In 1986, Eli Lilly and Co. bought out Hybritech for $450 million. Birndorf went on to establish six more successful companies, including Gen-Probe and IDEC Pharmaceuticals Corp., one of the nation’s largest biotech firms. Birndorf later founded Ligand Pharmaceuticals and Nanogen, was involved in the formation of Gensia (Sicor) and was a founding director of Neurocrine Biosciences. Birndorf was among many of the executives at Hybritech who became serial entrepreneurs, going on to start several hundred companies in the San Diego area and employing thousands of people.
“I’ve had a few very influential mentors in my life, each critical to my success.”

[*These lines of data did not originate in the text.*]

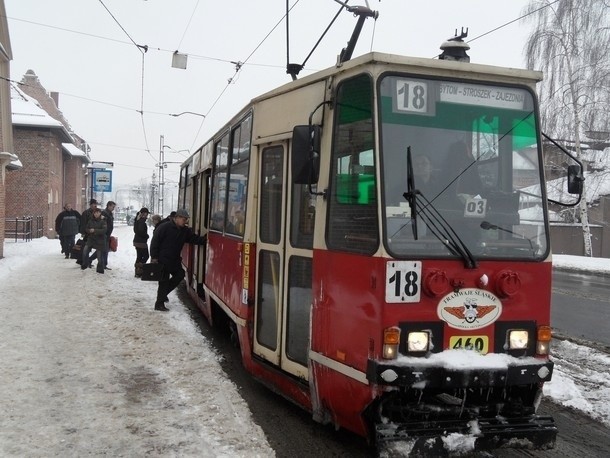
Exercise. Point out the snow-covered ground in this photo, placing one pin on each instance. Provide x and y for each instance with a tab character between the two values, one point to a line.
88	368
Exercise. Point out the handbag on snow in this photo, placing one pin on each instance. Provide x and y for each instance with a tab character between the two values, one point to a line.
113	243
77	249
152	272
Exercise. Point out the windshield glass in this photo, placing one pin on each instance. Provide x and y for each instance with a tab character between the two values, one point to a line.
475	167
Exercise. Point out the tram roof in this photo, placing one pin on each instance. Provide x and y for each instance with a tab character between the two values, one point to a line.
422	65
451	68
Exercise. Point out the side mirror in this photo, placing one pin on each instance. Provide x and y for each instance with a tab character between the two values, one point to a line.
575	179
305	154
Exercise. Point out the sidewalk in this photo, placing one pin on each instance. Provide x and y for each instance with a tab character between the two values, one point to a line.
88	368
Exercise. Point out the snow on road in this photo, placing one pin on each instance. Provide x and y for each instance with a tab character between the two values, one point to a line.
88	368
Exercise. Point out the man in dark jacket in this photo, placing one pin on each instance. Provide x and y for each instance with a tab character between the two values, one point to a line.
140	240
84	220
96	231
67	226
109	218
166	247
86	216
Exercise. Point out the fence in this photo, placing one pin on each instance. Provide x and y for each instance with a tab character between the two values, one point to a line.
25	228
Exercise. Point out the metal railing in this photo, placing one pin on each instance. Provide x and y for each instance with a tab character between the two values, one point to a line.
24	228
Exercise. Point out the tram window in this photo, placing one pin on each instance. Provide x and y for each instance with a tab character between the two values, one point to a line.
352	218
238	177
303	216
219	184
271	194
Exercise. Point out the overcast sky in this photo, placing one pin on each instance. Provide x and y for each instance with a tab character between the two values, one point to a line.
78	49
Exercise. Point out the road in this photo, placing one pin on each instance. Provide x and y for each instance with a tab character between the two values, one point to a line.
292	432
580	307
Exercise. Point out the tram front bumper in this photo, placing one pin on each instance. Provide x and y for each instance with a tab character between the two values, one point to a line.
413	375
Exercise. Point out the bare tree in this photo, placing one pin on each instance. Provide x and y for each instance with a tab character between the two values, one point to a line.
570	43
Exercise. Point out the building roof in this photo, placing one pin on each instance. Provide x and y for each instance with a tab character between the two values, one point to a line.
28	112
75	151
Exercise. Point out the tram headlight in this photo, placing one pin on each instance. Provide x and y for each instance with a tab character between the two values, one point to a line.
391	340
518	339
543	345
418	341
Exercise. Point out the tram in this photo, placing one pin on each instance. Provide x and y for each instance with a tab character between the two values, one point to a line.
378	241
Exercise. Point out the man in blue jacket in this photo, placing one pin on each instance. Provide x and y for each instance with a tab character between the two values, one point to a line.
166	248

Birndorf didn’t start off with dreams of becoming an entrepreneur. A poorly motivated student from a middle-class family, he started out as a political science major at Oakland University, then switched to biology with the intention of following in his uncle’s foosteps and becoming a doctor. Upon receiving his undergraduate degree, he applied to numerous medical schools but was rejected. He did, however, receive a scholarship to Wayne State University’s biochemistry program.
Given his family’s inability to afford further education, this was a turning point. Birndorf earned his master’s degree in two years at Wayne State, while at the same time working at the Michigan Cancer Foundation as a researcher. In 1975, Birndorf received a job offer at Stanford University in Palo Alto (CA) to do oncology research. It was there that he met the man who became his mentor and future partner, Ivor Royston. The two were both interested cancer research, so when Royston got an offer to go to UC-San Diego in 1977 as an assistant professor, he asked Birndorf to go with him and start a lab to conduct research on monoclonal antibodies. Birndorf agreed, but after a year he became restless. Together they decided that they might be able to build a business around the technology.

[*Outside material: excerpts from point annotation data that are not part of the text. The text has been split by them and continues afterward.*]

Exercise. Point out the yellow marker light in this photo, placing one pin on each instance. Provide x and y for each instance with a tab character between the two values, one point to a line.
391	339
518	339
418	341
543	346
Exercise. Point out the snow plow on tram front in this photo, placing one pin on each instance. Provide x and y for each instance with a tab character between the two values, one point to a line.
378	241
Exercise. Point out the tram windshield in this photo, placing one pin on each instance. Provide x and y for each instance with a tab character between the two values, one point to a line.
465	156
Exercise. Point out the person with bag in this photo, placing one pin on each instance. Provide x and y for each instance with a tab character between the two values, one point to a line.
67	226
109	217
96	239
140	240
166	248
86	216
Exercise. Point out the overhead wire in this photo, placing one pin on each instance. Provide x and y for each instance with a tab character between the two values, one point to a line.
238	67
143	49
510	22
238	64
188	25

Birndorf admits to knowing nothing at the time about how to start his own business, but he also knew he didn’t want to be a lab technician the rest of his life. The two men bought a “how-to” book and wrote a six-page business plan to try and find financing so that they could make antibodies to sell for research purposes. Royston’s wife knew financier Brook Byers, who persuaded his firm, then called Kleiner Perkins, to invest $300,000 in Hybritech, which was more than the amount the founders requested. Byers became Birndorf’s third and most influential mentor in his life. The two have been friends doing deals together for over 30 years, while making investors a lot of money along the way.